Writing · Marketing / Copy / Brand
Starbucks thinks Sharpies and smiles will fix its slump. I’m not so sure.
The Wall Street Journal just covered Starbucks’ new plan: 200,000 baristas trained to greet you, smile, and hand off your drink with a “moment of connection.” CEO Brian Niccol is betting that eye contact and warmer cafes will bring sales back.
Here’s the problem: High prices and wait times are the real friction.
I love Starbucks coffee. But too often, I’m on the road deciding:
Do I pull off, wait in line, pay $4, and stand around for a coffee?
Or do I walk into Racetrack, push a button, get fresh-ground coffee, pay $2, and leave in under three minutes?
That’s the fork in the road Starbucks ignores.
They actually serve three different customers:
Quick coffee buyers (just want caffeine, now).
Third place lingerers (meetings, laptops, comfy chairs).
Indulgence drinkers (5-ingredient, high-margin creations).
Starbucks forces all three through one clogged funnel. The custom orders slow everything down, and the $2 brewed coffee buyer gets stuck behind the $7 caramel latte.
Here’s the idea they’re missing: bifurcation. Put in self-serve stations for plain coffee—like Racetrack but with Starbucks beans. Let baristas focus on the high-margin drinks and the third-place vibe.

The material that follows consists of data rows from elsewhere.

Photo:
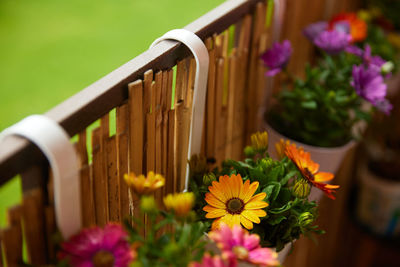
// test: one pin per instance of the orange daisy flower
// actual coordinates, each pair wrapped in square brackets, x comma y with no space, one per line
[309,170]
[358,27]
[232,202]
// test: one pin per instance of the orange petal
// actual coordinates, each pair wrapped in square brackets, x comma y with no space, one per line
[323,176]
[252,205]
[250,192]
[216,213]
[246,223]
[250,216]
[213,201]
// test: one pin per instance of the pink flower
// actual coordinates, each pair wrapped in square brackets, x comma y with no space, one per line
[98,247]
[215,261]
[244,246]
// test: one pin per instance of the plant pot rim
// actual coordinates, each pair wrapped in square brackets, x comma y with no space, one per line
[307,147]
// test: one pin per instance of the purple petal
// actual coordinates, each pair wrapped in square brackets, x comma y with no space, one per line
[313,30]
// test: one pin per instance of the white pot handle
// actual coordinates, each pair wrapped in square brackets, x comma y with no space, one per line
[200,52]
[56,146]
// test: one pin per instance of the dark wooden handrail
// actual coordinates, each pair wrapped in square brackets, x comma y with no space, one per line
[88,105]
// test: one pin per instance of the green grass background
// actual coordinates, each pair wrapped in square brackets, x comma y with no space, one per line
[51,49]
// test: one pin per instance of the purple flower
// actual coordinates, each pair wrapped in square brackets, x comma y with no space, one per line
[368,83]
[332,42]
[98,247]
[384,106]
[365,55]
[313,30]
[277,57]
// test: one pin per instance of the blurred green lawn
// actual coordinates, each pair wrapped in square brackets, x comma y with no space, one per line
[51,49]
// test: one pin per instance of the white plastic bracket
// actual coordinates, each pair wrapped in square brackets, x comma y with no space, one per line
[200,53]
[56,146]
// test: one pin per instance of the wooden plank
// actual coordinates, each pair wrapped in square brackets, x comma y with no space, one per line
[12,237]
[210,104]
[220,114]
[77,112]
[231,122]
[51,230]
[122,136]
[151,135]
[114,212]
[99,179]
[34,227]
[136,141]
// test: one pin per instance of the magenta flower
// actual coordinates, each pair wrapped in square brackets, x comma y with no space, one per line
[365,55]
[313,30]
[244,246]
[277,57]
[368,83]
[215,261]
[98,247]
[332,42]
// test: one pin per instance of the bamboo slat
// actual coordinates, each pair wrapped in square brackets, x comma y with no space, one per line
[122,137]
[113,180]
[34,226]
[99,178]
[88,207]
[136,142]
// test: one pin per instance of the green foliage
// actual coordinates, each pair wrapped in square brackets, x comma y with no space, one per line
[321,109]
[285,218]
[177,247]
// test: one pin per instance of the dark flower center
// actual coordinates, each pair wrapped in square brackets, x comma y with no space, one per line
[308,174]
[103,259]
[235,205]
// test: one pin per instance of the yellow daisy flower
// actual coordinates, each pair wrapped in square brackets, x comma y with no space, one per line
[180,203]
[232,202]
[144,185]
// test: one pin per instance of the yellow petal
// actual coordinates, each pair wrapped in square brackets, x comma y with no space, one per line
[252,205]
[216,213]
[251,216]
[218,192]
[213,201]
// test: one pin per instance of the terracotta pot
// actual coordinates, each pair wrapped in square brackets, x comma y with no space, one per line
[328,158]
[378,203]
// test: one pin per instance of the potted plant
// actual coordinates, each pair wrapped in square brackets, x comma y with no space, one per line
[172,237]
[321,111]
[378,198]
[266,196]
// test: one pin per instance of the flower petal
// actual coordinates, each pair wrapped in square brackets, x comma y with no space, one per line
[213,201]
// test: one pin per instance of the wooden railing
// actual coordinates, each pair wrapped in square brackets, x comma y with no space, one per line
[152,125]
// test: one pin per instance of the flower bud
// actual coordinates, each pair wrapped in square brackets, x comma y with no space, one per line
[148,204]
[305,219]
[249,151]
[266,163]
[387,67]
[209,178]
[259,141]
[301,189]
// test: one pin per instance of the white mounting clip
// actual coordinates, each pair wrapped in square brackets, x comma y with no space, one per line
[56,146]
[200,53]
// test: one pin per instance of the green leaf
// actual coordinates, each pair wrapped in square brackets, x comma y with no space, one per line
[276,219]
[309,104]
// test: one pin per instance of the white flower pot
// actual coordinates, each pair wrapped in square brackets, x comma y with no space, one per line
[328,158]
[378,203]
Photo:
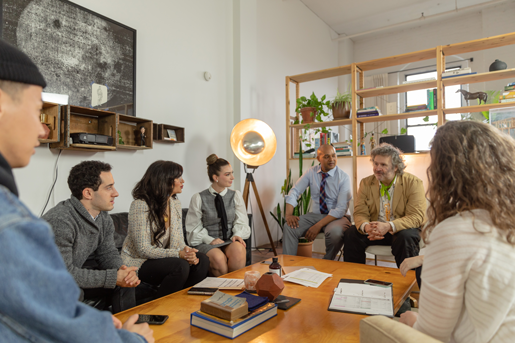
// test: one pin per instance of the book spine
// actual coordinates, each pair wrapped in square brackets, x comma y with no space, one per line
[367,115]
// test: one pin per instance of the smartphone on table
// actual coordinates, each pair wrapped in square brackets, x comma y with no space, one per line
[151,319]
[377,283]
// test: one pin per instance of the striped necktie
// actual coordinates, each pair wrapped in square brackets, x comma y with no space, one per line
[323,205]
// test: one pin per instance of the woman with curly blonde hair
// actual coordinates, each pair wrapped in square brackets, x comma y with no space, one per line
[468,292]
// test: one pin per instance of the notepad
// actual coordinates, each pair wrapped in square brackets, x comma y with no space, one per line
[355,296]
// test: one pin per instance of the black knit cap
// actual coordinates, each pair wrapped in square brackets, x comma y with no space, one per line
[16,66]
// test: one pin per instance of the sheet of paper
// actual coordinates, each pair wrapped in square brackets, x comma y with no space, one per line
[226,300]
[307,277]
[213,282]
[362,298]
[288,270]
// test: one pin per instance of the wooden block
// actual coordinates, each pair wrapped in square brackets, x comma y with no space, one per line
[224,312]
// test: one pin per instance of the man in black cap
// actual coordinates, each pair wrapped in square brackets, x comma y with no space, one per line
[38,297]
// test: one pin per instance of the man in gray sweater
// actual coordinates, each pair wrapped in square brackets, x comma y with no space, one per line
[83,227]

McDonald’s figured out years ago you need two drive-thru lanes. Starbucks hasn’t figured out you need two service models.
Smile training might help at the edges. But until they fix throughput and format, competitors like Dutch Bros, 7 Brew, and yes, even gas stations, will keep peeling customers away.
Don’t script around your bottleneck. Solve the bottleneck
What do you think about forcing every barista to engage with you and write your name on the cup?
I’d rather have my coffee faster and cheaper.